Solution
The maximum separation between two particles moving in the same direction occurs when their relative velocity is zero. That is, when the velocity of the trailing particle equals the velocity of the leading particle ($v_A = v_B$). Before this moment, particle A is moving faster than B, increasing the separation. After this moment, B moves faster than A, reducing the separation.
Let’s analyze the velocity-time graphs for both particles:
- Particle A: Moves with a constant velocity of $2.00 \, \text{m/s}$ for $t \in [0, 1]$ and $1.00 \, \text{m/s}$ for $t \in [1, 2]$.
- Particle B: Accelerates linearly from $0$ to $2.00 \, \text{m/s}$ during $t \in [0, 1]$. At $t=1$, it resets and accelerates linearly again.
We look for the instant where $v_A = v_B$:
- In the interval $0 < t < 1$, $v_A = 2$ m/s, while $v_B$ reaches $2$ m/s only at $t=1$.

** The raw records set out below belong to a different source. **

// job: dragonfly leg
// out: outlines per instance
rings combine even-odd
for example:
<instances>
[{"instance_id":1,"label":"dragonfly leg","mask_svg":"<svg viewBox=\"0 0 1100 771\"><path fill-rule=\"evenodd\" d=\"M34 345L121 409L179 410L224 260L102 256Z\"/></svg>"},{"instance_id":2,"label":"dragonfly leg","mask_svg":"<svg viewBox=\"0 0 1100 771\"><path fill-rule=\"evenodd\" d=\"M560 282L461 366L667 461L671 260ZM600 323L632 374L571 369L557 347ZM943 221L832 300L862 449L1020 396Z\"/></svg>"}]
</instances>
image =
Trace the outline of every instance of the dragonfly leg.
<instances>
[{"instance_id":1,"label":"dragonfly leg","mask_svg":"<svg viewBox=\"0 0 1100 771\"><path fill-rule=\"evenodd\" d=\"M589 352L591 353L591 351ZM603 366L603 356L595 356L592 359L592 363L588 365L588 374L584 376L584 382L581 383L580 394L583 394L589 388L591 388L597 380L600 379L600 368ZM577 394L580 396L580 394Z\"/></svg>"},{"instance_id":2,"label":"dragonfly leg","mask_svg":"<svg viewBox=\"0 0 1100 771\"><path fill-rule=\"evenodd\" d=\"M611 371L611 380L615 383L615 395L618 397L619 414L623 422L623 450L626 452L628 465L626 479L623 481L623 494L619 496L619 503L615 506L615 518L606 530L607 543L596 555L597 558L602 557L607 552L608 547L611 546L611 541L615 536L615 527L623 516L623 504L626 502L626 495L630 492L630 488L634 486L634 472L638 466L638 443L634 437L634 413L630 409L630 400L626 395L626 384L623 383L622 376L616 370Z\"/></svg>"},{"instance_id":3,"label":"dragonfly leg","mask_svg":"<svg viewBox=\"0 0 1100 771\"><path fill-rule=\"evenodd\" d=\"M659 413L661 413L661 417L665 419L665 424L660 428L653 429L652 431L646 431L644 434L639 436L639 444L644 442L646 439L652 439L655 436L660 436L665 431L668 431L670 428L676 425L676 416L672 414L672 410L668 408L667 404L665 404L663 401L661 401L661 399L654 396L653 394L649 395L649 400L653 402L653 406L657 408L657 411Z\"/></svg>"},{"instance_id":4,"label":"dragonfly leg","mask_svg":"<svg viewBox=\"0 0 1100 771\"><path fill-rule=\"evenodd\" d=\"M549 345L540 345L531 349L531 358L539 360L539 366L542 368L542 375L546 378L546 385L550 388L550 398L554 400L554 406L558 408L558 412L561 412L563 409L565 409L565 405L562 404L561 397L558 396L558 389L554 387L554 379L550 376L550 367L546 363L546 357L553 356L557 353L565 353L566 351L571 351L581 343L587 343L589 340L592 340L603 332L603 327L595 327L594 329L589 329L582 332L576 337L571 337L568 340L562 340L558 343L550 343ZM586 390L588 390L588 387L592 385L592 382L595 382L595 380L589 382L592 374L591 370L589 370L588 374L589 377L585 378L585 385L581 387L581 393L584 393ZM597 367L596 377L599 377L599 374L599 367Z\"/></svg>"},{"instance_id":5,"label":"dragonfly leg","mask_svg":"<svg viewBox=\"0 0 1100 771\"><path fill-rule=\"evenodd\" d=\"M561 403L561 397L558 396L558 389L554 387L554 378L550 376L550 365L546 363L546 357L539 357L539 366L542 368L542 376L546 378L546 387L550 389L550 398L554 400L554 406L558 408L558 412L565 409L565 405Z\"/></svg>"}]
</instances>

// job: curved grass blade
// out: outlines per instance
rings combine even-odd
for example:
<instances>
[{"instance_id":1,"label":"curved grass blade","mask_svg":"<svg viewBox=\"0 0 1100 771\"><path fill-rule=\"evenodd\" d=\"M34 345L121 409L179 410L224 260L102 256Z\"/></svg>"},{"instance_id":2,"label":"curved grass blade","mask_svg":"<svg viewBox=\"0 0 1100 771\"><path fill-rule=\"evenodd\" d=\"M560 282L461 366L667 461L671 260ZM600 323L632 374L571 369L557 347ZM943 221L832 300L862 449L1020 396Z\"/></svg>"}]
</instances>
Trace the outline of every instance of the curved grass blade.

- In the interval $1 < t < 2$, $v_A = 1$ m/s. For particle B, the motion is a linear ramp starting from rest at $t=1$ with the same slope as the first interval. The slope (acceleration) is $a_B = \frac{2 - 0}{1 - 0} = 2 \, \text{m/s}^2$. Thus, for $t > 1$, $v_B = 2(t – 1)$.

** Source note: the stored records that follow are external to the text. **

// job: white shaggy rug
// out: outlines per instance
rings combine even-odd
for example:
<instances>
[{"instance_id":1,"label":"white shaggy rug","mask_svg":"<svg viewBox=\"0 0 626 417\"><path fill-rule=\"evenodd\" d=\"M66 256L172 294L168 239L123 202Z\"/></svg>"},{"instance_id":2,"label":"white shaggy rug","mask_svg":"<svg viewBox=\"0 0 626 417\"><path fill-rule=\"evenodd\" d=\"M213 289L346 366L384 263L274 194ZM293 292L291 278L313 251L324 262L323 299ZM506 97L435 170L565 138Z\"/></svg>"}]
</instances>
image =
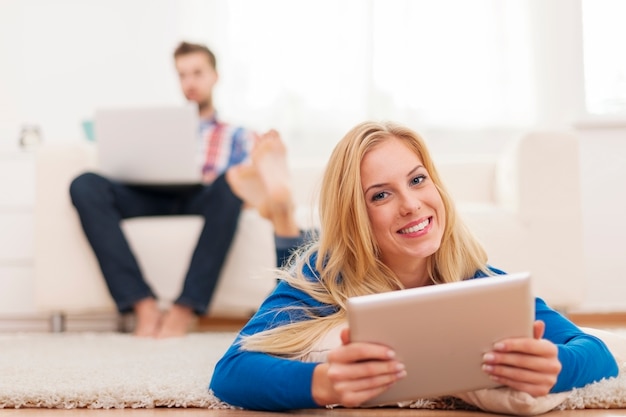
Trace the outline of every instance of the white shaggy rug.
<instances>
[{"instance_id":1,"label":"white shaggy rug","mask_svg":"<svg viewBox=\"0 0 626 417\"><path fill-rule=\"evenodd\" d=\"M208 386L234 337L0 334L0 408L221 408Z\"/></svg>"},{"instance_id":2,"label":"white shaggy rug","mask_svg":"<svg viewBox=\"0 0 626 417\"><path fill-rule=\"evenodd\" d=\"M0 334L0 408L228 408L208 390L234 333L143 339L119 333ZM558 409L626 408L620 376L574 390ZM454 399L412 408L463 408Z\"/></svg>"}]
</instances>

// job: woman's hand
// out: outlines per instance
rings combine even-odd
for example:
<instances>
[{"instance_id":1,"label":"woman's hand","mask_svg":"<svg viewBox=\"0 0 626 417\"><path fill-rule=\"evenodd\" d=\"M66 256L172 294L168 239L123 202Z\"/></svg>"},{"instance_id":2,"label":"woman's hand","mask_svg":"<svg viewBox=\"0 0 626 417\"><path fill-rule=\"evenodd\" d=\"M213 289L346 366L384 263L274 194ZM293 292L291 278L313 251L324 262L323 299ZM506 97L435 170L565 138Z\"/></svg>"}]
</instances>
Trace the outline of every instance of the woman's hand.
<instances>
[{"instance_id":1,"label":"woman's hand","mask_svg":"<svg viewBox=\"0 0 626 417\"><path fill-rule=\"evenodd\" d=\"M394 360L390 348L350 343L349 329L341 332L341 342L313 372L312 394L319 405L357 407L406 376L404 365Z\"/></svg>"},{"instance_id":2,"label":"woman's hand","mask_svg":"<svg viewBox=\"0 0 626 417\"><path fill-rule=\"evenodd\" d=\"M494 381L533 397L546 395L556 384L561 362L556 345L542 339L545 324L535 321L534 338L504 339L483 356L483 370Z\"/></svg>"}]
</instances>

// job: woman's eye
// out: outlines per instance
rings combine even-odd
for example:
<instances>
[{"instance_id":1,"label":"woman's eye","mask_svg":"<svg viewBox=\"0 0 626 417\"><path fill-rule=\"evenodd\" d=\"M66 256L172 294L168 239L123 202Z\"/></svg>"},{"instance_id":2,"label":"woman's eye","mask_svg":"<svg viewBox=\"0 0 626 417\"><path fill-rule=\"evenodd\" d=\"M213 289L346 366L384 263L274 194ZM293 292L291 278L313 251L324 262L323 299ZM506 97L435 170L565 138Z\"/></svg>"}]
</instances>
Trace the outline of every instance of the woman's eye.
<instances>
[{"instance_id":1,"label":"woman's eye","mask_svg":"<svg viewBox=\"0 0 626 417\"><path fill-rule=\"evenodd\" d=\"M380 193L376 193L372 196L372 201L382 200L383 198L385 198L386 195L387 193L385 193L384 191L381 191Z\"/></svg>"},{"instance_id":2,"label":"woman's eye","mask_svg":"<svg viewBox=\"0 0 626 417\"><path fill-rule=\"evenodd\" d=\"M411 184L417 185L422 183L426 179L426 175L418 175L417 177L411 180Z\"/></svg>"}]
</instances>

Equating the velocities for $t > 1$: $$ 1 = 2(t – 1) $$ $$ t – 1 = 0.5 $$ $$ t = 1.5 \, \text{s} $$
The displacement is given by the area under the velocity-time graph. We calculate the area for each particle up to $t = 1.5$ s.
For Particle A:
$$ S_A = \text{Area}(0 \to 1) + \text{Area}(1 \to 1.5) $$ The first part is a rectangle of height 2 and width 1. The second part is a rectangle of height 1 and width 0.5. $$ S_A = (2 \times 1) + (1 \times 0.5) $$ $$ S_A = 2 + 0.5 = 2.5 \, \text{m} $$
For Particle B:
$$ S_B = \text{Area}(0 \to 1) + \text{Area}(1 \to 1.5) $$ The first part is a triangle with base 1 and height 2. $$ \text{Area}_1 = \frac{1}{2} \times \text{base} \times \text{height} = \frac{1}{2} \times 1 \times 2 = 1 \, \text{m} $$ The second part is a smaller triangle starting at $t=1$. The base is $(1.5 – 1) = 0.5$. The height at $t=1.5$ is $v_B = 1$ m/s. $$ \text{Area}_2 = \frac{1}{2} \times 0.5 \times 1 = 0.25 \, \text{m} $$ $$ S_B = 1 + 0.25 = 1.25 \, \text{m} $$
The maximum separation is the difference in displacement at $t=1.5$ s. $$ \Delta x_{\text{max}} = S_A – S_B $$ $$ \Delta x_{\text{max}} = 2.5 – 1.25 $$ $$ \Delta x_{\text{max}} = 1.25 \, \text{m} $$